This happens because podman is using crun as container runtime, docker uses runc, and crictl uses containerd.
root@cks-master:~# docker info | grep Runtime
Runtimes: io.containerd.runc.v2 runc
Default Runtime: runc #<<<<<
root@cks-master:~# podman info | grep ociRuntime -A 5
ociRuntime:
name: crun
package: 'crun: /usr/bin/crun'
path: /usr/bin/crun
version: |-
crun version UNKNOWN
root@cks-master:~# cat /etc/crictl.yaml
runtime-endpoint: unix:///run/containerd/containerd.sock
To confirm namespace isolation, we can run two containers using the same image and verify that they have different process managers with the same PID for processes. This wouldn't be possible if they were running on the same host.
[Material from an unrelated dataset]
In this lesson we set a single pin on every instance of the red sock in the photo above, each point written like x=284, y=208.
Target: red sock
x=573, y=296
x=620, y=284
# Creating containers c1 and c2 with different commands
root@cks-master:~# docker run --name c1 -d ubuntu sh -c 'sleep 1d'
1d4f888a9c7c123d4fbf37156f0843066ae10579c95620debe45b5742632125b
root@cks-master:~# docker run --name c2 -d ubuntu sh -c 'sleep 10d'
43f842e87efe4059c8bbab6c3487cb3d95917c14e7c5fd5a3193820489da34d2
# Running ps inside c1
root@cks-master:~# docker exec c1 ps aux
USER PID %CPU %MEM VSZ RSS TTY STAT START TIME COMMAND
root 1 0.1 0.0 2800 1176 ? Ss 14:26 0:00 sh -c sleep 1d
root 7 0.0 0.0 2696 1064 ? S 14:26 0:00 sleep 1d
root 8 50.0 0.1 7888 4036 ? Rs 14:27 0:00 ps aux
# Running ps inside c2
root@cks-master:~# docker exec c2 ps aux
USER PID %CPU %MEM VSZ RSS TTY STAT START TIME COMMAND
root 1 0.1 0.0 2800 1052 ? Ss 14:27 0:00 sh -c sleep 10d
root 7 0.0 0.0 2696 1096 ? S 14:27 0:00 sleep 10d
root 8 60.0 0.0 7888 3992 ? Rs 14:27 0:00 ps aux
# Running inside the host we can see they have different PIDs
root@cks-master:~# ps aux | grep sleep
root 20380 0.0 0.0 2800 1176 ? Ss 14:26 0:00 sh -c sleep 1d
root 20405 0.0 0.0 2696 1064 ? S 14:26 0:00 sleep 1d
root 20555 0.0 0.0 2800 1052 ? Ss 14:27 0:00 sh -c sleep 10d
root 20578 0.0 0.0 2696 1096 ? S 14:27 0:00 sleep 10d
root 28565 0.0 0.0 8168 656 pts/0 S+ 14:43 0:00 grep --color=auto sleep
Now let's do a second test which will be to remove container 2 and start it in the same namespace as container1.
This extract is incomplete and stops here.